Os "5 de Outubro"
Na Caipirinha, recuperei uma crónica antiga da Atlântico; uma crónica indicada para o dia de hoje:
Os “5 de Outubro”
Ontem perguntaram-me o seguinte: “mas então és monárquico?”. A pergunta estava relacionada com um texto que escrevi na semana passada. Nesse texto, apenas mencionei que há 5 de Outubro mais importantes do que outros. Parece-me evidente que a data da fundação de um actor político é mais importante do que a data de uma simples mudança de regime desse mesmo actor. Ou seja, a fundação de Portugal (5 de Outubro de 1143) é mais significativa do que a revolução republicana (5 de Outubro de 1910). O país tem profundidade histórica; os regimes apenas habitam a superfície ideológica. Mas, atenção, a defesa deste raciocínio não faz de mim um apoiante da causa monárquica. Não, não sou monárquico. Ou melhor, a questão da “Monarquia versus República” é-me indiferente.

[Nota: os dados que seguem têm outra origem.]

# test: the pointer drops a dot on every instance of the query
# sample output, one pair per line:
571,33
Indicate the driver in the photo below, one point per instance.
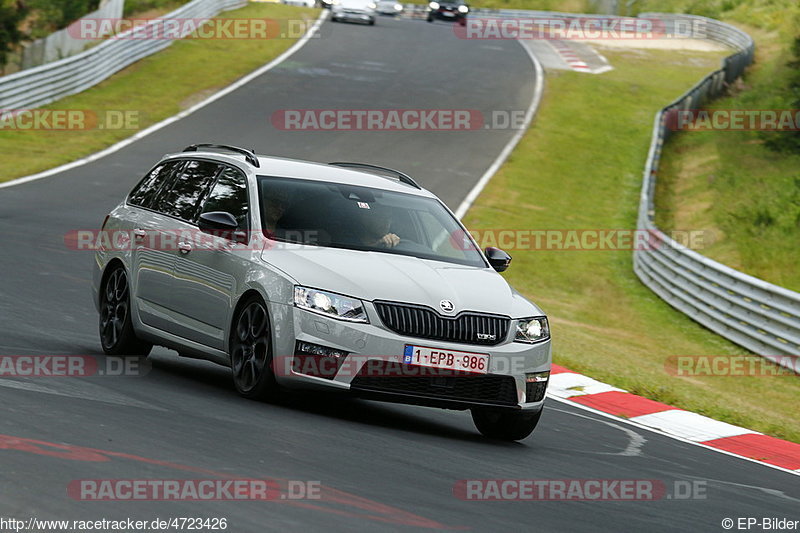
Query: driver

Vamos lá imaginar a História de Portugal sem o golpe de 5 de Outubro de 1910: se Portugal tivesse evoluído enquanto monarquia constitucional (como a Inglaterra e os países nórdicos), então, eu apoiaria esse regime constitucional. Não me iria opor a uma monarquia constitucional portuguesa em 2009. Mas como o 5 de Outubro aconteceu mesmo, parece-me contraproducente defender a Monarquia. Se eu fosse inglês, defenderia a monarquia constitucional. Mas eu sou português, logo, não tenho uma monarquia constitucional para defender. E apoiar o regresso da Monarquia parece-me uma investida reaccionária. Galante, mas reaccionária.
A obsessão portuguesa por este debate (Monarquia ou República?) revela, mais uma vez, o pessoalismo primitivo da nossa cultura política. As elites portuguesas só conseguem discutir pessoas concretas e nunca regras institucionais. Por isso, perdem horas a falar das diferenças entre o “rei” e o “presidente”, como se essas diferenças fossem essenciais para a qualidade institucional da nossa democracia. A questão “Monarquia ou República?” é uma falsa questão, meus caros. Aquilo que é realmente importante do ponto de vista institucional – o constitucionalismo liberal – pode existir (e existe) nos dois sistemas. Por outras palavras, as regras da democracia são compatíveis com a Monarquia e com a República. Os EUA são uma República constitucional. A Noruega é uma Monarquia constitucional.
Em Lisboa, estes debates intermináveis em redor do 5 de Outubro escondem um facto facilmente comprovável: Portugal é uma República constitucional, mas tem uma qualidade institucional inferior a qualquer Monarquia constitucional europeia. Não interessa se temos um rei ou um presidente. O que interessa é a qualidade das nossas regras institucionais, que estão a montante de qualquer rei ou presidente.